Over on the Oxford Uni. next generation mobile apps forum, the question posed by Russell Buckely is what would it take to get users to sign-up for location-based ads. Some commentators think that "cheap milk here" ads from the local Tesco Metro won't ever make it. The future of loc. ads is special promos to the audience of a pop concert etc. Personally, I disagree - and if it's cheap milk versus Madonna wallpaper at her latest concert, I'll take the cheap milk....and here's why...
Firstly, a general point to make about location-enabling is that none of us has really experienced it. The reason LE apps haven't taken off, or aren't likely to, is because they're simply unusable in most networks - the accuracy is poor. I have argued since its inception that only GPS accuracy is going to work along with proximity-based services indoors. Once people become exposed to hyper-accurate services, they will not want to give them up.
By the way, I remember sitting through one of those boring operator developer forums and watching a presentation about how accurate LBS needs to be. Quite unbelievably, they did a survey and asked what kind of accuracy would you like....etc. They concluded with the answer they actually wanted, which is not to go spend money on GPS-accurate systems because no one has asked for them. That's taking paper studies too far! Sometimes you've got to give the service to the user and then ask for feedback. I am convinced that highly accurate services of all kinds will be compelling. Many LE services, including many ad-based ones, only come alive with highly accurate proximity sensing outdoors and indoors. I believe there are many compelling use cases, including "cheap milk".
So, now for the "cheap milk" argument. I believe 100% that this is the future of LE because I believe that the long-tail model fits here. It doesn't matter if there aren't 100,000 Madonna fans who want sell-off milk, just as long as there's enough. What's enough? Enough means that the price of advertising is less than the return. For example, if Tesco Metro can spend 5 pounds per store advertising day-end sell-offs and make more than 5 pounds - they're definitely going to do it because a lot of more-than-5-pounds adds up. Those of us who think "cheap milk" is spam, won't sign up. But to Tesco stores, that doesn't matter, as long as the economics still add up, which in the world of "pay per click" ads, it surely will.
That's perhaps not long-tail enough. What about the local plumber? If he can advertise that he's available in your area today (and God knows that plumbers are hard to find in any sense of the word) and he pays ("bids") 5 pounds for that hit that makes him 100, then he's going to do it too.
The problem with all this - and I've been writing reports for various customers about this for years - is that the cost and complexity of placing localised ads is currently prohibitive. There are all kinds of "messy" IT problems to solve . Take the Tesco example again. They will need to plumb their in-store inventory/EPOS system into the "ad service" and pipe that through the operator's network, including - probably - a revenue share back to the operator and so on. Average cost of such a project might be thousands of times the cheap milk sell-off margin over one year (or whatever ROI period accountants use these days).

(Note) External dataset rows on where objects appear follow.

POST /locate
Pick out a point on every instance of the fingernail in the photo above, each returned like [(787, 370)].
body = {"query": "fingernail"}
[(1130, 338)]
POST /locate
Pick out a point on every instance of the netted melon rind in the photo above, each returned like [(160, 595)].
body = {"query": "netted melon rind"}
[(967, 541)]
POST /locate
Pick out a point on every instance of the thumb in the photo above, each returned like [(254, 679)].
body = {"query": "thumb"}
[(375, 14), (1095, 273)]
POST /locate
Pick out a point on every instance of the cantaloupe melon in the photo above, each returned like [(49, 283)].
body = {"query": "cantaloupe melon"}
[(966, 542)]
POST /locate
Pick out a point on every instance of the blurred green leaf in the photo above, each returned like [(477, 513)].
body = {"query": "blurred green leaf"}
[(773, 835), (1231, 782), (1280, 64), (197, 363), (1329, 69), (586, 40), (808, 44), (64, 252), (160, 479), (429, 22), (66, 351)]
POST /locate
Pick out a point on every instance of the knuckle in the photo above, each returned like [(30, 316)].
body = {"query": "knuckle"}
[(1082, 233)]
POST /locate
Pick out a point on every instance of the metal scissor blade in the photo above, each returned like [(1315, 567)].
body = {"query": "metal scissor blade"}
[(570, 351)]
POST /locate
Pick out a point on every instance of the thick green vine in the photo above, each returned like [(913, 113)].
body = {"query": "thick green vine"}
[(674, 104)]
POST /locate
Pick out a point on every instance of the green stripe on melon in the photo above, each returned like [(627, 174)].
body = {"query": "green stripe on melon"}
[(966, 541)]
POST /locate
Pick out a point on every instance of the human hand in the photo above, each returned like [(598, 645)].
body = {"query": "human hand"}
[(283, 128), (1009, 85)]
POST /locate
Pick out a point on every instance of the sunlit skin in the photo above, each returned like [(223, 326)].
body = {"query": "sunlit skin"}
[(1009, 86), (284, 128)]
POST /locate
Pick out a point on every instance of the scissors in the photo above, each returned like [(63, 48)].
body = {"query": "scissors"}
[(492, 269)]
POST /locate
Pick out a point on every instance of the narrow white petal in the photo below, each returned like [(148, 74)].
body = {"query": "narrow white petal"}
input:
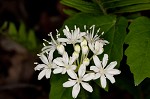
[(69, 83), (114, 71), (111, 65), (88, 77), (110, 77), (67, 33), (48, 73), (72, 74), (50, 56), (41, 74), (81, 70), (62, 40), (97, 61), (105, 60), (40, 66), (100, 51), (86, 86), (58, 61), (44, 59), (94, 68), (97, 75), (65, 58), (73, 67), (75, 90), (57, 70), (103, 81)]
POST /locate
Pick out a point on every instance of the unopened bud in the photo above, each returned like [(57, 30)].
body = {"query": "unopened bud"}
[(60, 49), (85, 49), (77, 48), (86, 61)]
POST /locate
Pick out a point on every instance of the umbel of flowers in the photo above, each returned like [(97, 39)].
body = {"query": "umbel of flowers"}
[(87, 46)]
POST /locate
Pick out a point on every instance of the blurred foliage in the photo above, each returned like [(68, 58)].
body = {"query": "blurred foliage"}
[(24, 37), (128, 33)]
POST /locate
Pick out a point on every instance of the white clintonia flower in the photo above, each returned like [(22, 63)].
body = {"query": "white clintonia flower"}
[(80, 79), (46, 67), (91, 37), (102, 71), (53, 45), (96, 47), (64, 64), (73, 37)]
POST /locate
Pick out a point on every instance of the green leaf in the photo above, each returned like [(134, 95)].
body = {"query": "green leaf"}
[(12, 30), (57, 90), (31, 40), (115, 31), (22, 32), (138, 52), (122, 3), (134, 8), (82, 6)]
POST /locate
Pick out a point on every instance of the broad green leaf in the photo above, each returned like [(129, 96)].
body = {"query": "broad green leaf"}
[(134, 8), (57, 90), (82, 6), (12, 30), (22, 32), (115, 31), (31, 40), (122, 3), (138, 52)]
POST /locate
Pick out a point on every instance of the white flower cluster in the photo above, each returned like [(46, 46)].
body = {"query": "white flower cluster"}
[(87, 47)]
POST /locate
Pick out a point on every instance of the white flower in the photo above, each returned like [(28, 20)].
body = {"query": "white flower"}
[(46, 67), (90, 36), (72, 36), (104, 71), (53, 45), (96, 47), (80, 79), (64, 64)]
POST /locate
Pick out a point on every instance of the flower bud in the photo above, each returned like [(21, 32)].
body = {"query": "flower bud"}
[(60, 49), (75, 55), (77, 48), (85, 49), (86, 61), (84, 42)]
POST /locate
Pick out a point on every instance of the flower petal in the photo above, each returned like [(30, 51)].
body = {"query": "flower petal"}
[(88, 77), (40, 66), (57, 70), (114, 71), (75, 90), (110, 77), (41, 74), (111, 65), (97, 62), (97, 75), (72, 74), (65, 58), (105, 60), (86, 86), (81, 70), (94, 68), (58, 61), (48, 73), (44, 58), (69, 83), (62, 40), (50, 56), (103, 81)]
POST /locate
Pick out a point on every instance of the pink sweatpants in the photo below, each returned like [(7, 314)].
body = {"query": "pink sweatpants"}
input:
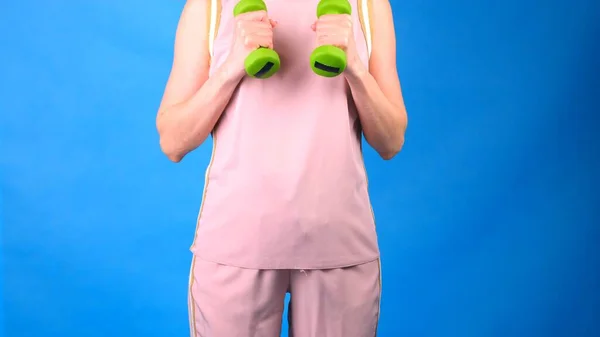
[(227, 301)]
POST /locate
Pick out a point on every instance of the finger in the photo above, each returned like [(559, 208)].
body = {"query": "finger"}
[(252, 16), (264, 41)]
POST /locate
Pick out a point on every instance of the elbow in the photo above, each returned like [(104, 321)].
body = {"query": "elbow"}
[(396, 146), (170, 151), (392, 151)]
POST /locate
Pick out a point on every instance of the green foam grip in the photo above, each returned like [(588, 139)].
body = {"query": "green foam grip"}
[(262, 62), (330, 61)]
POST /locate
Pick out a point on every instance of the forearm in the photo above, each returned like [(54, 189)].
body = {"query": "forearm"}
[(185, 126), (383, 122)]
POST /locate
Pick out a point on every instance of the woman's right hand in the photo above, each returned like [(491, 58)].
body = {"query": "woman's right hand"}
[(252, 31)]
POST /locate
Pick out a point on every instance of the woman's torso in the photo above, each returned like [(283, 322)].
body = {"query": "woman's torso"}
[(286, 187)]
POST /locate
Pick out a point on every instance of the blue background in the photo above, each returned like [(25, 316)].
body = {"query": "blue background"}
[(488, 219)]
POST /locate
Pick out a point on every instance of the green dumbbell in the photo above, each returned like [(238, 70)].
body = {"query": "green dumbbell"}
[(262, 62), (330, 61)]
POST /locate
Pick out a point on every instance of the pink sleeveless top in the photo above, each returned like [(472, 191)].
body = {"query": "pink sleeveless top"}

Operator networks are by-and-large cumbersome telco networks, not nimble edge-of-network web servers and the like. However, that revolution is coming, albeit slowly. Operators are moving towards a Services Orientated Architecture (SOA) where eventually their whole business will be one big "software application" accessible via the net (web services etc) - as will Tesco and others. It is difficult to appreciate the benefits that SOA promises - and even operators don't really understand the transformative possibilities - but one of them is how previously very complex business rules and the expensive IT required to implement them will be as easy and cheap to implement as clicking a few mouse buttons. So, if the local BMW garage want to beam you an ad for a car that they already "know" you've been looking at on Froogle then they can implement that app/ad for next to nothing.
Many interesting mobile apps in the future can only come to fruition with this sort of complex multiple operation/business logic underneath. I believe that what we are headed for is a different question than the one posed by Russell. People will ask "why wouldn't I want location-based ads?" "Hello?" I suspect that Google already know this.